The buying, riding public had no way of knowing this though. They didn’t even have any way of finding it out. Dealers, even myself, were ignorant of the facts, so who would point it out?
After a 4-year run with the XS Eleven and the use of the engine in the XJ1100 Maxim in 1982. Yamaha then realized it was actually too good and would virtually last too long. After the crash of 1982, that left models from that year in show rooms and in warehouses for 5 years, it was obvious riders had to be resold. How can you do that if the bikes they have would last a lifetime? Yamaha then jumped on the bandwagon with everyone else. Everyone was making a lot of noise with and about V-Twins and V-Fours. They first produced the Viragos and then the Venture Royal and the V-Max, which is basically the same engine with a few hop up goodies in it. It’s still in production today 20 years later. Both are cumbersome and virtually one-purpose bikes.
The tourer can’t cross over the line to anything else because it’s too big and cumbersome. The V-Max may be a handful in a straight line, but it just doesn’t cut it in fast turns. Plus there’s not enough gas on board to actually go very far. We recently had one in our shop for repairs. It was a basket job and I doubt anyone else would even have taken it in. They have electronic V-Boost and a host of other such parts too numerous to mention that are very fradual and make them very costly to repair. All are a far cry from Yamaha’s best effort ever. (The XS Eleven)
After the mid eighties planned obsolescence went into all motorcycles, except Harley’s they were already obsolete. Ha Ha, did I say that?
I have a customer in Germany who has an electronics factory. He told me that a few years ago Japanese motorcycle company executives came in and wanted some relays made to put into their new bikes. He didn’t say which brand, but they asked how many functions these parts would make? He told them 100,000 and they said “ Well, we don’t want that, we only want 10,000.” Get the picture? They learned it from the car people.
At 10,000 functions every component on your shiny new bike will start to fail. That alone will total the bike if you don’t crash it first. That will definitely total it. I haven’t fixed a wreck in years, except for XS Elevens. Insurance companies won’t pay for it. They just total anything that’s crashed. The bikes were never meant to hold up in a crash or even in long time constant use. The materials aren’t strong enough.
There are no components in an XS Eleven built with these new rules. The best of everything known at the time was employed in its design and construction. Previous to it the technology was not there.
No matter what the mythical they make now, the mindset used on the XS Eleven will not be employed. Not to speak of government intervention for pollution, power and other so called abuses.
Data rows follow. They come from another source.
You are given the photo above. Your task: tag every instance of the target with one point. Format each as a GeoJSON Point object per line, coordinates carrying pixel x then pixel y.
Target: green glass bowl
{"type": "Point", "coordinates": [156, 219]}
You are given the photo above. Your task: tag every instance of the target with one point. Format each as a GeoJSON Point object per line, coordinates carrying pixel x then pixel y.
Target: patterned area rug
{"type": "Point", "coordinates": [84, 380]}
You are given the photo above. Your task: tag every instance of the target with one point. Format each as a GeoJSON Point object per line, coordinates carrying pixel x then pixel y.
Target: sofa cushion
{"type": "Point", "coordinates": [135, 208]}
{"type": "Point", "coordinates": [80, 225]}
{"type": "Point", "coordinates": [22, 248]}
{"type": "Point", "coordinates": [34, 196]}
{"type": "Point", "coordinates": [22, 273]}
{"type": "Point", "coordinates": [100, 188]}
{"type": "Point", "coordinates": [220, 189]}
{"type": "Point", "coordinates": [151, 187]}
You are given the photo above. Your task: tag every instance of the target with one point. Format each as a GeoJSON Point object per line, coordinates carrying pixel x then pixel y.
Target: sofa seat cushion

This leaves the XS Eleven as a loner, one of a kind. The best all round motorcycle ever made and that ever will be made. So the next time someone asks you why is the XS Eleven better than anything else? Well, now you know.
I was in their face for three years until they built it and it will never die until I do and I doubt even then if it will. People who have them will end up having to leave them to someone else since they will most likely outlast their owners. Even now I deal with many people who have inherited the XS Elevens that they have."